Thursday, March 17, 2011

wanderings

As it turns out, my wife never did write about our family's walk in the Assiniboine forest, so it is left to me. We all went: mother, father, baby, even canine. We drove to the head of a trail in the little blue car, then set out on foot. The weather was agreeable for an afternoon in March, but the light was diffuse. The sky was not overcast, it was featureless white cloud, and the pale evidence of a sun somewhere above met our eyes only after infinite reflections between white snow below and white cloud above. We were in-between, squinting into a void broken only by ourselves and the countless thin, black lines of birch on either side of our blank path.


There is very little to observe in the Assiniboine forest in March. During a momentary rest that also served as a chance to put the mittens back onto a child who continually managed to get them off, our faithful hound relieved her bowels of their burden. Only then did I realize how wonderful the wood, the day, the whiteness had smelled. We held our breath, then our noses. I had a camera with me, so I captured a few images of us on the trail. I took a picture of the dog's business in the snow; a more vibrant brown I doubt I have ever seen.


Some short time later, as we were passing some cattails, I think made our first remark about the monster who inhabits that forest. "Very elusive" he or she is. Then I believe we headed back toward the blue automobile awaiting us in the parking lot. The path on the journey back twisted and turned. We had not  turned around and gone back the way we had come. We took the first intersecting path in the general direction we needed to go. Intersecting paths then somehow seemed to abound. We zigged, we zagged. We were lost.

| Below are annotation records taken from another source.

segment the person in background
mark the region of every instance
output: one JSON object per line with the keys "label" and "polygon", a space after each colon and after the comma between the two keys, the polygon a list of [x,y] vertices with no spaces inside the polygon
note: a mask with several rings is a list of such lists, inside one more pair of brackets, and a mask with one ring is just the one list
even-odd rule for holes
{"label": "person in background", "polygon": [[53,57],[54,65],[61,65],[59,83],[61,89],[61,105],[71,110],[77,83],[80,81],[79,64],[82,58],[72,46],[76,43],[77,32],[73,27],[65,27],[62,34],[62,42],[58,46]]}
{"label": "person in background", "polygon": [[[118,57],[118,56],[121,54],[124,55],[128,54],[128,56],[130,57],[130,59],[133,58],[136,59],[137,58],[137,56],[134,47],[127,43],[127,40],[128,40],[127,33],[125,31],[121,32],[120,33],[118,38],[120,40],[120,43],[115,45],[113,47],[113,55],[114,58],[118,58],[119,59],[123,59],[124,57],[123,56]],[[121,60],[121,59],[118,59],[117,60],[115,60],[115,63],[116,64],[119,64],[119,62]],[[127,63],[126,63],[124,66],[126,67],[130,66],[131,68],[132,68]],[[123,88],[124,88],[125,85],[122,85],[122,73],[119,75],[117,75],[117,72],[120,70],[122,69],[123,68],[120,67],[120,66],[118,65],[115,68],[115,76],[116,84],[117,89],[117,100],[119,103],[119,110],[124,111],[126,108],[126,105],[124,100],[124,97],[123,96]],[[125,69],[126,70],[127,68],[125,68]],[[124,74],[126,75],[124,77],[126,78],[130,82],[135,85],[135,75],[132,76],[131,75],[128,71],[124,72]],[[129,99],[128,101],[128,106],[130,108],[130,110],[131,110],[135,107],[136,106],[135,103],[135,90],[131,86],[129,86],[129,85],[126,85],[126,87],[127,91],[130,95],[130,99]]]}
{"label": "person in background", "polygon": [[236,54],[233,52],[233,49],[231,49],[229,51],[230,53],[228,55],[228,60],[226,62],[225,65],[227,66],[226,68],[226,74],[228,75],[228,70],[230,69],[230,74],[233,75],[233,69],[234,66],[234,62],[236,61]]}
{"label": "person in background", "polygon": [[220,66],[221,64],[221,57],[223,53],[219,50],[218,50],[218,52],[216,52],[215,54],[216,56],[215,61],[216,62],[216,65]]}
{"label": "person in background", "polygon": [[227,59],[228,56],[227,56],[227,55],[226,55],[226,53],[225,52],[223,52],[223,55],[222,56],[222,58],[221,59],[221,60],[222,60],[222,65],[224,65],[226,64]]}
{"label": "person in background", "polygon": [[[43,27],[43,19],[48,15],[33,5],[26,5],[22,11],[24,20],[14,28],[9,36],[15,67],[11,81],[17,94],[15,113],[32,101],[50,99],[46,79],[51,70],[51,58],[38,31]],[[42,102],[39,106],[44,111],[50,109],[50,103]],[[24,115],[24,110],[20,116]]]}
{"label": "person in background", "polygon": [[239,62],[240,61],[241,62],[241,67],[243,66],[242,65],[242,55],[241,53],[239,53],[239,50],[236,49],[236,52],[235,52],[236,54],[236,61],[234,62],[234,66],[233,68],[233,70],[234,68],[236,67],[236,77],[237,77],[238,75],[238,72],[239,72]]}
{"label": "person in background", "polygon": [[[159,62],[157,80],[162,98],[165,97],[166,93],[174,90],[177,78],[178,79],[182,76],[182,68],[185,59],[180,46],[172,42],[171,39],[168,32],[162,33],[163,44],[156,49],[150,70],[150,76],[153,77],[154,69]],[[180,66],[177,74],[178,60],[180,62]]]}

Eventually, we saw some signs of movement through the trees.... We headed toward the moving things, and found that we were very close to the road we had traveled to get to the forest. The car-park must be near! But the path looked nothing like the return-path we had seen when we had first set out. On the sidewalk we realized that, though it felt as if we walked more than the return distance, we were actually a kilometer short of our destination. Had we fallen prey to a monstrous spell?